Methods: We examined 131 postmenopausal women (4588 years). CAD severity was assessed by the number of coronary vessels with >50% stenosis. History of angina, number of myocardial infarctions (MI), hormonal and biochemical parameters were recorded. The number of CAG repeats ranged between 13 and 28. The mean lowest quartile corresponded to 19 and the highest to 22 repeats.

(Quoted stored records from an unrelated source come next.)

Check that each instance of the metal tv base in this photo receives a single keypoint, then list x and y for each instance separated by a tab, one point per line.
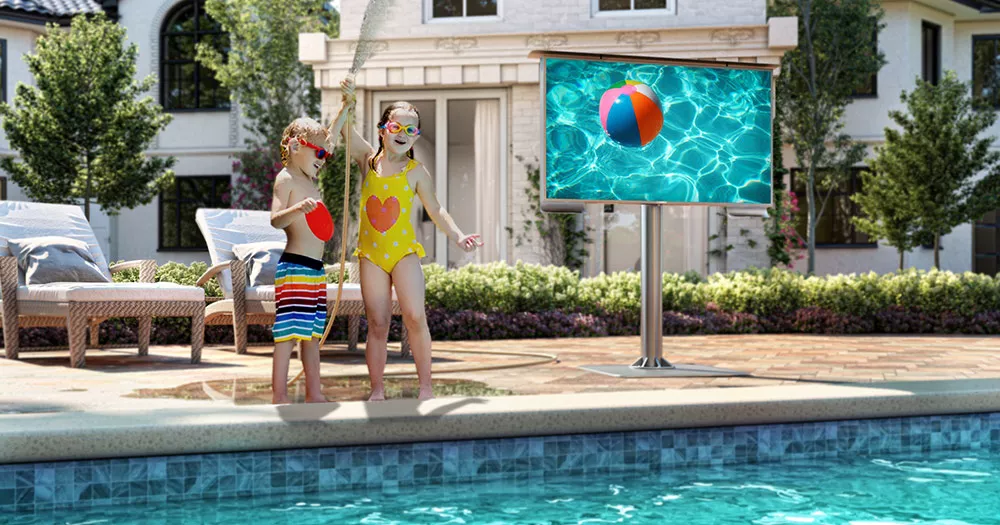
652	363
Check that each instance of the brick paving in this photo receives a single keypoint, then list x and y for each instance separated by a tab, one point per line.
44	381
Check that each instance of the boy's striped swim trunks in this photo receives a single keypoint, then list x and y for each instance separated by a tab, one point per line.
300	294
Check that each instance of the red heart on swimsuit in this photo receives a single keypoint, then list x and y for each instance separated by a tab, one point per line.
382	215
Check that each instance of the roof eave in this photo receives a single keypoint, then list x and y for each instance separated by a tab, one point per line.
28	17
983	6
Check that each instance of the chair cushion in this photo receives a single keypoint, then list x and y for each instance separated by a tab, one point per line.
65	292
51	259
352	292
261	259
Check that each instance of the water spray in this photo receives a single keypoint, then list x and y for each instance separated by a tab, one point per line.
375	14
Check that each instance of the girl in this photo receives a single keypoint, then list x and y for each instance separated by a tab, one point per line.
388	251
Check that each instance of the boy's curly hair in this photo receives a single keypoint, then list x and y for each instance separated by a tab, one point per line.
300	127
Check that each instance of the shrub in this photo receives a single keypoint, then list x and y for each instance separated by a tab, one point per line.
500	301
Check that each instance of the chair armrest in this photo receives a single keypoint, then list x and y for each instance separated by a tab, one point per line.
210	273
147	269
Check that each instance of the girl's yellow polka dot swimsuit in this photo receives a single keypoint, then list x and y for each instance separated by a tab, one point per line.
387	234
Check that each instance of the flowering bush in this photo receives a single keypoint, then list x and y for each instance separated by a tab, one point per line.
787	244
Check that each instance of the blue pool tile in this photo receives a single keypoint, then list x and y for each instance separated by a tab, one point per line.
257	463
227	483
138	488
24	478
119	473
157	488
310	460
278	480
293	463
157	469
327	479
119	489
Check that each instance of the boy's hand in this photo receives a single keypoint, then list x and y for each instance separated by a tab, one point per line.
307	205
470	242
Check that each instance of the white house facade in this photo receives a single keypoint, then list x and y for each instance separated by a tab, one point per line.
921	39
465	65
205	132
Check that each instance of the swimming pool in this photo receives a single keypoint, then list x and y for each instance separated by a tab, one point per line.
945	487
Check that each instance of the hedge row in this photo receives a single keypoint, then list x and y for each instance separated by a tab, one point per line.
500	301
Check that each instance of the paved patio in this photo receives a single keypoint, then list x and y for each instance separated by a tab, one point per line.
43	381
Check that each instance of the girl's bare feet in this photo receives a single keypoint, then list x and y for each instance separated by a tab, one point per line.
279	399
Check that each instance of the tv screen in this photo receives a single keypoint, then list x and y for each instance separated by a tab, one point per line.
637	130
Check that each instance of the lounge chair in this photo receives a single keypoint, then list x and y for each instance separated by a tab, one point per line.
77	304
244	305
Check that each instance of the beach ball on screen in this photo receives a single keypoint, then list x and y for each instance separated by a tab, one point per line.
631	114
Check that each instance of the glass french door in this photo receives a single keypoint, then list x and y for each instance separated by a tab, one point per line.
463	144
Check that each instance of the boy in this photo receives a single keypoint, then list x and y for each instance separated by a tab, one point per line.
300	280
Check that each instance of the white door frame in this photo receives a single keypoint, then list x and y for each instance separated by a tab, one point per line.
440	99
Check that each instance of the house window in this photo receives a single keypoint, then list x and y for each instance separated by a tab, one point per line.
931	54
986	69
869	88
834	227
986	240
3	70
629	5
178	231
462	8
184	83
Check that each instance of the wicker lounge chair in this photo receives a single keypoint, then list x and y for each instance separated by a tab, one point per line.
76	305
244	305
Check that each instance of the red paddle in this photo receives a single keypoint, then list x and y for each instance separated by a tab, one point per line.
320	222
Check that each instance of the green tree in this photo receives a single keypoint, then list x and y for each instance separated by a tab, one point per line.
938	169
834	56
261	68
82	130
889	199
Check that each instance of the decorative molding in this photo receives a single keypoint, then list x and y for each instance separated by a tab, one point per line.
456	43
154	50
546	41
638	39
733	36
377	46
234	124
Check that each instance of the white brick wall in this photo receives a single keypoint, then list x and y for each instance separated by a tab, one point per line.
532	16
525	141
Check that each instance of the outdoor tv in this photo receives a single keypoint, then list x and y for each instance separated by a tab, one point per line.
621	129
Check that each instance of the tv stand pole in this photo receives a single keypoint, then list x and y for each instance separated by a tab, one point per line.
651	323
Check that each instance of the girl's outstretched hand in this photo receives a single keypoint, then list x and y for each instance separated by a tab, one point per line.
470	242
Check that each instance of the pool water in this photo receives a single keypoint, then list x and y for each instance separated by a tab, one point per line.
948	488
714	146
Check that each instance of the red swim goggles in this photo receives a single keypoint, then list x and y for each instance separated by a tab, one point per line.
321	153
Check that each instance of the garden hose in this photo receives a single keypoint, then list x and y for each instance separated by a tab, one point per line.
343	237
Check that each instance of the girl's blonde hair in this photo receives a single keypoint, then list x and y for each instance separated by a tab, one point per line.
395	106
300	127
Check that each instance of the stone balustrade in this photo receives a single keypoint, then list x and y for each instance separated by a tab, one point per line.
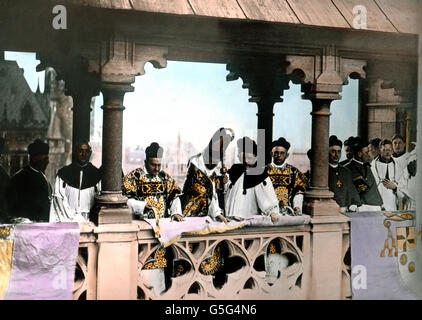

Results: Angina was more frequent in those carrying ≤19 repeats compared to ≥22 repeats (P=0.037, Fishers exact). A higher percentage of women carrying ≤19 ARgene CAG repeats had 1 and 2 MIs (28.6 and 10.7%) compared to women with >19 repeats (18.2 and 1.45% respectively, P=0.019). Carriers of ≤19 repeats in their shorter allele had severe disease (≥2 vessels affected) more frequently compared to those carrying ≥22 repeats (39.2% vs 9.5%, P=0.009 Fisher exact). Cholesterol and LDL levels were negatively correlated with the number of repeats of the shorter allele (r=−0.203, P=0.029 and r=−0.196, P=0.039 respectively). Antilipid drug therapy was less frequent among carriers of longer repeats in both alleles (P=0.025). Mean SHBG levels were lower in women carrying the shorter CAG repeat number (<22 vs ≥22 repeats: 41±17 vs 53.8±30 nmol/l, P=0.03).
Conclusions: Shorter polyglutamine stretch in the androgen receptor gene, indicative of increased androgen action, is associated with more severe CAD in postmenopausal women undergoing coronary angiography, both concerning clinical manifestations and angiographic findings. This effect may be mediated by adverse lipid profile or SHBG levels. This association may support the adverse cardiovascular effect of life-long androgenic exposure in this highly selected group of women.